With work yet to be completed on the interior of the home, it is still unknown when the four will move in, but the excitement and gratitude can be seen on their faces. Asked what she was looking forward to most about the home, Crissy said she looks forward to Jeremy “having freedom to get around.”
“I don’t have to worry about him getting hurt or anything,” she said. “Words can’t express my gratitude for everybody coming and helping with everything. We’re very appreciative of everything that everyone’s doing.” She continued to express her thanks to HFOT for allowing them “to have a house that’s adaptable for Jeremy.”
Another volunteer group there Saturday was from Auburn Baptist Church in Riner. Brian Stanford took a break from unrolling sod to share his reason for volunteering, as well as a common bond with Austin, which he discovered during November’s “build brigade.”

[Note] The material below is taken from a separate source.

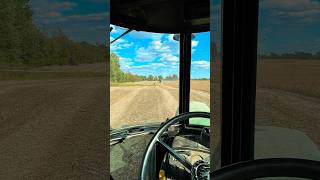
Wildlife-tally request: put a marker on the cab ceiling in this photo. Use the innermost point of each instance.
(161, 16)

“Just a sense of community,” said Stanford. “We’re here, five of us from Auburn Baptist Church, and Jeremy was actually in the same unit I was in, however 10 years difference. I didn’t find that out until we were actually raising the house, so that’s pretty neat.”
Stanford said he loved the experience and the opportunity to offer support. “These guys that go out and sacrifice their lives for us to have the freedoms we do, even being a veteran, knowing what he went through and stuff, I just think it’s something good to do, and continue to do,” he said. “I don’t think America does enough of it, so just to support and be there for them—not just now when we’re doing this stuff but later on down the road they’re going to need even more, so don’t quit on them just because we have a few days to do this.”
As for Jeremy, he’s looking forward to the volunteers’ reactions to the finished product.
“It’s going to be a phenomenal thing when everything is done,” he said. “I hope everybody gets a chance to come out when the key ceremony is, so they get to see the fruits of their labor and supporting us.”
What he’s looking forward to most is, “just owning a home. This will be the first home that my wife and I have ever owned, so it’s going to be a great thing going from always renting a home to owning a home, and being able to put our own personal touches on it,” Jeremy said. “It’s going to be great just to have a place to call our own, is the biggest thing.”